■節子への挽歌389:見えないものを見る心遣い
このブログを読んでくださっている中に、私と同じように「愛する人」を見送った方がいます。そのお一人の米田さんはブログにコメントくださいました。
そのなかに、私と同じように、「主人を褒めていただく事が何と嬉しい事か」と書いてきてくださいました。
「お褒めのお言葉は何より嬉しく励まされます。そして、本当に真面目に真剣に生きた主人は、やはり家族の誇りです」と書いています。
とてもよくわかります。
米田さんもそうでしょうが、自分をほめられること以上に、うれしく元気づけられます。
でも多くの人は、目の前の、愛する人を失った人に目を向けます。
それは当然のことです。
たぶん私もそうしてきたし、これからもきっとそうでしょう。
目の前にいる人を気遣うのは、自然の心の動きです。
それはとてもうれしいことです。
にもかかわらず、当事者になって気づいたのは、自分への心遣いよりも、愛する人への心遣いがこれほどにうれしいことなのだということです。

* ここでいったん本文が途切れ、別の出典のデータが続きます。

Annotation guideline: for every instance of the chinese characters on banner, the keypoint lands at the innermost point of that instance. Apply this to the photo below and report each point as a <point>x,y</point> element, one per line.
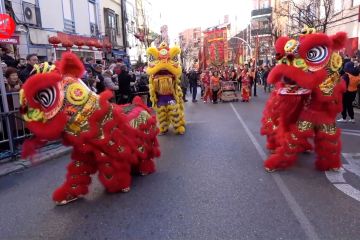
<point>216,47</point>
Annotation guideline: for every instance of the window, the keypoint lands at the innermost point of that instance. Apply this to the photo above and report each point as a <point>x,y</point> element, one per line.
<point>69,24</point>
<point>92,12</point>
<point>265,4</point>
<point>67,9</point>
<point>338,4</point>
<point>117,24</point>
<point>110,25</point>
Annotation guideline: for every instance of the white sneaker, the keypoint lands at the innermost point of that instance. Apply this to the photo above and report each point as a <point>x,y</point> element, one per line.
<point>341,120</point>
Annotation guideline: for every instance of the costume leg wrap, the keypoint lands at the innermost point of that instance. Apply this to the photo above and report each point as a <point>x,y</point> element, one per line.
<point>328,148</point>
<point>177,118</point>
<point>163,119</point>
<point>146,166</point>
<point>286,155</point>
<point>115,175</point>
<point>77,178</point>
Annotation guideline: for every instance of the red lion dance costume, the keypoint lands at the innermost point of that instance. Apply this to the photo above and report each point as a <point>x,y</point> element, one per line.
<point>107,138</point>
<point>306,101</point>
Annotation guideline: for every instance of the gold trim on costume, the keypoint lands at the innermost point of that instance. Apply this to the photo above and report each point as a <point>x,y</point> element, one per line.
<point>327,86</point>
<point>304,126</point>
<point>329,129</point>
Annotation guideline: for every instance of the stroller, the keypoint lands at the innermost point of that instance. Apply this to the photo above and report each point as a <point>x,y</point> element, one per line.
<point>228,92</point>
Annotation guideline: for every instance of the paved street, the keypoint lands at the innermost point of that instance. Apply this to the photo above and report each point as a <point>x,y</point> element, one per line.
<point>210,184</point>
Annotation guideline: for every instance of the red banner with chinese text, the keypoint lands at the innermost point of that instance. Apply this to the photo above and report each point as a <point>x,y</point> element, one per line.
<point>215,47</point>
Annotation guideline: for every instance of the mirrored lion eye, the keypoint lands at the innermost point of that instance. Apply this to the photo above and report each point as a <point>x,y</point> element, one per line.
<point>175,59</point>
<point>151,58</point>
<point>46,97</point>
<point>317,54</point>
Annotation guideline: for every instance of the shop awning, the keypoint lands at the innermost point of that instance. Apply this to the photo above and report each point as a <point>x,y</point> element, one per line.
<point>119,53</point>
<point>12,40</point>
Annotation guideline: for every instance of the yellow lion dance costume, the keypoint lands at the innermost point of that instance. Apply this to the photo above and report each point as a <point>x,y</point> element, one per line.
<point>164,72</point>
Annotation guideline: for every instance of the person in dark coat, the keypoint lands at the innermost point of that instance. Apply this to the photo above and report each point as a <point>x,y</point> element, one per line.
<point>31,59</point>
<point>193,79</point>
<point>9,60</point>
<point>124,80</point>
<point>100,84</point>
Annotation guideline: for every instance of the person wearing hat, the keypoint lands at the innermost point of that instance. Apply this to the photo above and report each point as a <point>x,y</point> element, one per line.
<point>352,79</point>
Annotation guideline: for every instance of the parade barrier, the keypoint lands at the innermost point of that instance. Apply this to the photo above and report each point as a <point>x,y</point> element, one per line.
<point>13,131</point>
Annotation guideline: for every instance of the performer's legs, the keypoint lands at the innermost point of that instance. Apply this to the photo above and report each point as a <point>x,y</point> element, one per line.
<point>344,110</point>
<point>163,119</point>
<point>177,119</point>
<point>328,147</point>
<point>292,143</point>
<point>115,174</point>
<point>77,178</point>
<point>350,108</point>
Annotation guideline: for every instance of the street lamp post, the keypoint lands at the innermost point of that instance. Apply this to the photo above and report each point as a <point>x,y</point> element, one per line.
<point>246,43</point>
<point>4,96</point>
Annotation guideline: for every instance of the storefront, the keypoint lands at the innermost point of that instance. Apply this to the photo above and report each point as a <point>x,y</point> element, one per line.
<point>12,44</point>
<point>50,46</point>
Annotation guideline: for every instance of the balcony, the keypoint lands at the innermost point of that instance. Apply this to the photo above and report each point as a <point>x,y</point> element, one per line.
<point>260,12</point>
<point>261,31</point>
<point>111,34</point>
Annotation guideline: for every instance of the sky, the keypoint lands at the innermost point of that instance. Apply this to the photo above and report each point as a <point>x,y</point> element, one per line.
<point>180,15</point>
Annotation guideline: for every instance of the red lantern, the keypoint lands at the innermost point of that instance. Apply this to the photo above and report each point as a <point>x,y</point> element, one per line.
<point>98,45</point>
<point>67,44</point>
<point>54,40</point>
<point>90,44</point>
<point>108,46</point>
<point>79,43</point>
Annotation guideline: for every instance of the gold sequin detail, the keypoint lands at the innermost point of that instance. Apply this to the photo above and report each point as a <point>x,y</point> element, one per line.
<point>327,86</point>
<point>141,119</point>
<point>79,122</point>
<point>293,136</point>
<point>329,129</point>
<point>304,126</point>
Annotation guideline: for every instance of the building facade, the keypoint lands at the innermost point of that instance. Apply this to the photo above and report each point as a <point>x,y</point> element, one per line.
<point>72,22</point>
<point>190,43</point>
<point>347,18</point>
<point>261,31</point>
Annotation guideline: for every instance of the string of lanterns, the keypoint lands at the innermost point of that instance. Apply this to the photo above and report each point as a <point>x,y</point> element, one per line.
<point>68,44</point>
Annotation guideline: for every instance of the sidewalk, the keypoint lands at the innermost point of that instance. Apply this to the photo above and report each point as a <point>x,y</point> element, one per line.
<point>40,157</point>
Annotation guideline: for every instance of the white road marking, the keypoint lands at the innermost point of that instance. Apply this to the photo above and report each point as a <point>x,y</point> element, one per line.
<point>351,132</point>
<point>337,178</point>
<point>294,206</point>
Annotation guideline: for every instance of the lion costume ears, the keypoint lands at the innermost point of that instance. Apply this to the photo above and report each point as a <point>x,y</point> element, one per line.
<point>338,40</point>
<point>70,65</point>
<point>279,47</point>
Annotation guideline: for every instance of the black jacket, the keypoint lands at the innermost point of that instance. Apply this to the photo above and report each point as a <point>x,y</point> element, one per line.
<point>25,73</point>
<point>124,80</point>
<point>10,61</point>
<point>100,86</point>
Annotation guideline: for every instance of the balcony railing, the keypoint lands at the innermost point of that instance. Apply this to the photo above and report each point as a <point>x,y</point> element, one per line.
<point>262,11</point>
<point>111,34</point>
<point>69,26</point>
<point>261,31</point>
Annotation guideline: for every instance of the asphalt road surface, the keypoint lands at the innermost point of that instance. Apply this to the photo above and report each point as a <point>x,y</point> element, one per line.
<point>210,184</point>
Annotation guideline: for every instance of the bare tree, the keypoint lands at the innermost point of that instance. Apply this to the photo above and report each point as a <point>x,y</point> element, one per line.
<point>314,14</point>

もちろん、ただ愛する人への形式的なほめ言葉は、心には入ってきません。
そこがまた微妙なのですが、目の前にいる私を意識せずに、節子のことに言及されることがうれしいのです。
私を通して、私の中にいる節子を感じてくれ、思ってくれていることが伝わってくるからです。
亡くなった人は戻ってこないのだから、などといわれると、この人は私とは違う世界の人だと感じます。
その人は、私のためを思い、元気づけようといってくださっているのですから、感謝しなければいけないのですが、どうもそうはなりません。
お互いに不幸なことなのですが。
こうした経験をして気づいたのは、見えないものを見ることこそが、心遣いなのだということです。
障害のある人は「かわいそうに」と同情されることを好まないとよくいわれます。
私も体験的に、それを実感していますが、どこか通ずるものを感じます。
ケアとは、見えることへの心遣いだけではなく、
その奥にある見えないことを一緒に見ることなのかもしれません。
見えないものを見る心遣いに、もっと心がけようと思っています。